But the Gaetano’s of 2012 is nothing to be afraid of. Quite the opposite, in fact. It bustles with family and couples, businessman slouching at the bar over a lowball of rye whiskey, and servers letting loose with guttural laughs as jokes unravel before appetizers arrive.

Before appetizers arrived late one Thursday night for my boyfriend and I, our cheerful server gushed giddily over the spirits on the menu – the likes of Leopold Whiskey, smooth and full-bodied like a dynamite ’20s dame; and Stranahan’s liquid gold, suited to the cigar-puffing, trilby hat-wearing gents of the same era. Inextricably tied to its past, the fresh face of Gaetano’s does justice to history, showcasing cocktails and wines by the decade, stretching back to the wistful days of the Smaldone mob.

But there was just as much glee to be had over the flowing dishes that emanated from the kitchen, a deliciously rich tribute to American-Italian heritage. There was hardly a pause to the procession – simple Whipped Bean Dip coyly hiding a treasure trove of garlic; powerfully irresistible Minestrone layered with the fresh, complex flavors of fall vegetables and a kick of garlicky, herbaceous pesto; mounding Rigatoni Bolognese, touched with luscious cream and spiked with just enough spice; and a beautifully unique medley of Mussels and Swordfish, the likes of which my palate has before never known. Or loved.

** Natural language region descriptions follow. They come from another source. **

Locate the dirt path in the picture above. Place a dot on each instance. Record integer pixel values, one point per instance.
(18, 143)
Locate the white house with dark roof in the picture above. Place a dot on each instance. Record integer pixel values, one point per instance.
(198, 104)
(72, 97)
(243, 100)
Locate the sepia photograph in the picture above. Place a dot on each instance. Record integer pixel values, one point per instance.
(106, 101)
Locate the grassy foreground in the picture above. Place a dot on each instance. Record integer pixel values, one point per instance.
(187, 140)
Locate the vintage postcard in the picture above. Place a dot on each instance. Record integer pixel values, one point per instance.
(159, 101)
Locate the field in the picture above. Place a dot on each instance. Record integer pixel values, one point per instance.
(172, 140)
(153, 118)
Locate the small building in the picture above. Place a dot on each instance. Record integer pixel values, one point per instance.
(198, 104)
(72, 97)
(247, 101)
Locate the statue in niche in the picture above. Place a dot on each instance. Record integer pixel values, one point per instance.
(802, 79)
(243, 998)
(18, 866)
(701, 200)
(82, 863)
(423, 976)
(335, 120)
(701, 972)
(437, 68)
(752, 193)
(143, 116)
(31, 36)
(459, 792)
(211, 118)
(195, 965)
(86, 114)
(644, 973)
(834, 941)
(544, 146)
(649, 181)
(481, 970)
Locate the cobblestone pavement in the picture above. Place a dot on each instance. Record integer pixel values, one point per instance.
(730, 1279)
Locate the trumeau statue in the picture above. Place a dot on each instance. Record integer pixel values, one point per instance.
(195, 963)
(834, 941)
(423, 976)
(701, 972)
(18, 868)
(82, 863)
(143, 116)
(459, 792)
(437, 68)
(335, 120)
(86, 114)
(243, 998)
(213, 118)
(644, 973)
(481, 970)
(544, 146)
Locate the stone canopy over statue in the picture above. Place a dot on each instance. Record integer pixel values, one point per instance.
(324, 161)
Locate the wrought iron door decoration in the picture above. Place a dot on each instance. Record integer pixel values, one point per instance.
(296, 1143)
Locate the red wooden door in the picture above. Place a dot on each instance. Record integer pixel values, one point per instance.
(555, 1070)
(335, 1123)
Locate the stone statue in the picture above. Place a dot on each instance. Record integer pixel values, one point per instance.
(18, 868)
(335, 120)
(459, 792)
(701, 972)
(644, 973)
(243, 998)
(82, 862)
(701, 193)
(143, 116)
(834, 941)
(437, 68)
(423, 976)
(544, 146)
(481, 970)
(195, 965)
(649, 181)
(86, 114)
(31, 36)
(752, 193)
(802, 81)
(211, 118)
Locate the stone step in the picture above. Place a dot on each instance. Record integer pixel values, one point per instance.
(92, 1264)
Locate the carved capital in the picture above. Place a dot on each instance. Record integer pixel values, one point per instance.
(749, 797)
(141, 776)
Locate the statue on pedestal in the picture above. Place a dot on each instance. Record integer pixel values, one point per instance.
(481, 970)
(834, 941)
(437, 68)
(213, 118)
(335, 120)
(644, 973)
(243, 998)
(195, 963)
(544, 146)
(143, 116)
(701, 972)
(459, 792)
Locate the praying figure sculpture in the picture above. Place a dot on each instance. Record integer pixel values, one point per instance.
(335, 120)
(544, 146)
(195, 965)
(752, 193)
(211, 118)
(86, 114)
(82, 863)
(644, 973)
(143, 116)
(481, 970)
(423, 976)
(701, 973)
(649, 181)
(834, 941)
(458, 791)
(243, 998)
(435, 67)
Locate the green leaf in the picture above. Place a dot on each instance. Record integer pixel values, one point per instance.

But no Italian meal – at least, no American-Italian meal – is complete without a classic Tiramisù and a wrapped Cannoli. Ours were decadent beyond compare, the Tiramisù boasting a pillowy interior with a chocolatey chaser, while the Cannoli was piped through with a pistachio cream that I would have eaten by itself, licking the plate clean to the absolute embarrassment of my long-suffering boyfriend.

If it needs be said, our meal was eminently satisfying. And while I have to go back for the Chicken Parmigiana that everyone has been raving about, and the Carbonara, and the Pork Chops with their black olive-wine purée, and the Brown Butter Gnocchi, and the Fritto Misto, let it be said that what was enjoyed was a seamless experience of good food, warm service, and a curious ambience that encouraged a look back into Denver’s past.

Now, when I first set up reservations at Gaetano’s, I asked myself how much of the draw for this age-old restaurant was the food, and how much was history. Personal experience tells me it’s a bit of both, but where many history-laden establishments lean on an enticing story to draw guests in, investing little effort or energy in food, Gaetano’s proudly invests in both. This isn’t a cheap tourist trap or a quick money-maker living off its notoriety. It has personality. It has flair. And it has a menu I would come back for. But when I do, they’d best not be out of Cannoli. That would just be criminal.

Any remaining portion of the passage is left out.